Montezuma, inexplicavelmente, ainda tentou exercer um papel apaziguador perante sua gente. Morreu apedrejado por seu próprio povo, em junho de 1520.

As tropas invasoras, apossando-se dos tesouros e repartindo-os tentou a fuga, naquilo que ficou conhecido como a “triste noche”. Um punhado de espanhóis teria que furar o cerco composto por dez mil guerreiros. Da cidade, transformada num inferno de fogo e destruição, os espanhóis que conseguiram escapar não passavam da terça parte dos combatentes. Do tesouro de Montezuma somente pequena parte pode ser por eles carregada.

Escaparam da cidade, mas no campo foram cercados por forças ainda mais poderosas, perfeitamente organizadas, como eles jamais haviam visto antes. Foi quando Cortez deu outro golpe de mestre. Já ferido, em um segundo cavalo, pois o seu morrera, agrupou alguns guerreiros e partiu como uma seta para apontada para o peito do comandante de todas as tropas astecas, Cihaucu. O comandante segurava o emblema asteca, uma bandeira de malha de ouro. Na surpresa, Cortez conseguiu alcançá-lo e matá-lo.

As tropas astecas se desorganizaram e o incrível aconteceu: um punhado de homens consegui colocar em fuga todo um exército, desmoralizado pela morte de seu chefe!

Logo em seguida Cortez recebeu reforços de Cuba e de Hispaniola e voltou a atacar a cidade do México: ele e o rei de Espanha queriam por todos os modos a parte principal do tesouro de Montezuma que ficara na cidade!

Do lado asteca, o novo imperador, Cuitlahuac, logo morreu num ataque de varíola, graças aos vírus trazido pelos europeus. Seu sucessor, Quauhtemoc, com a idade de vinte e cinco anos, lutou bravamente por sua gente e civilização.

Finalmente, em dezembro de 1520, a cidade do México caiu em mãos dos espanhóis. Quauhtemoc foi feito prisioneiro, torturado com todos os instrumentos conhecidos pela Inquisição, mas nada contou sobre o tesouro de Montezuma. Enforcaram-no.

Até os dias de hoje, a maior parte daquele tesouro permanece desaparecido.

Os espanhóis destruíram casa a casa a maior cidade das Américas, incendiaram seus templos, destruíram seus deuses, atulharam os canais que antes abasteciam a cidade com água pura, destruíram as galerias de esgoto. Arrasaram cada espaço civilizatório que encontraram!

Trouxeram, então, duas mil famílias de espanhóis para a colonização cristã da cidade do México e, para eles deram 30.000 cabeças de índios escravizados.
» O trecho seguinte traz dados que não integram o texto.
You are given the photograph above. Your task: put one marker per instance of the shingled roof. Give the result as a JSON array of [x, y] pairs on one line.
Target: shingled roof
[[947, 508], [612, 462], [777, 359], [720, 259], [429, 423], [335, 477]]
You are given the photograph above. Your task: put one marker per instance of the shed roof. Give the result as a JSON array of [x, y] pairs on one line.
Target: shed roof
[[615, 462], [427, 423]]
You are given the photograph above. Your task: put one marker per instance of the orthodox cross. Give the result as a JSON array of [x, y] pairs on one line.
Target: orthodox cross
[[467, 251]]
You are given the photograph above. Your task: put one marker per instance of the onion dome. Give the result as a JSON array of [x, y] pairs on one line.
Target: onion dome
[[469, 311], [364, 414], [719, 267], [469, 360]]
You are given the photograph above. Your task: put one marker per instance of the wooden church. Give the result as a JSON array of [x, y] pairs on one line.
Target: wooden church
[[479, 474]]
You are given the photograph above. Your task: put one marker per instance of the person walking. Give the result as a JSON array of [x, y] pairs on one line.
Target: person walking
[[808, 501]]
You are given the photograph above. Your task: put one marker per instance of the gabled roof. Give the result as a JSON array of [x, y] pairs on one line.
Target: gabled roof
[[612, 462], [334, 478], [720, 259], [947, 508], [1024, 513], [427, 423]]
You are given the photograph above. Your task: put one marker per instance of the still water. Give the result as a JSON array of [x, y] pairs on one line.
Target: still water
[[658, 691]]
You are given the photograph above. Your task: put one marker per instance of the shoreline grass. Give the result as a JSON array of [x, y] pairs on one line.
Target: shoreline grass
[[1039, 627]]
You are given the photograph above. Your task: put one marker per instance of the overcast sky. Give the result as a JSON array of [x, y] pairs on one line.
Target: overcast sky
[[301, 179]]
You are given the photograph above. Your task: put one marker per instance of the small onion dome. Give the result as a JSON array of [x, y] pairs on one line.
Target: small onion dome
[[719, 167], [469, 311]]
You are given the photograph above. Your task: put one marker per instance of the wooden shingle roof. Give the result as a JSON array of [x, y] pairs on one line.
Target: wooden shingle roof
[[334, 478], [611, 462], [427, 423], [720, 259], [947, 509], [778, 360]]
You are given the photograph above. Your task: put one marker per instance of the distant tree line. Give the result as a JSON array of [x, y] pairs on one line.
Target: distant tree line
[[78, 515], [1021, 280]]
Atrás dos soldados com cavalos e espadas, seguiram os sacerdotes.

D. Juan de Zumarraga, o primeiro arcebispo do México, destruiu num gigantesco ato de fé, todos os escritos da civilização asteca que pode encontrar; bispos e padres imitaram-no e os soldados, com igual fanatismo, aniquilaram o que poderia restar.

Assim, utilizando-se do nome de Cristo, uma civilização foi totalmente decapitada em 1520, tudo no espaço de um ano!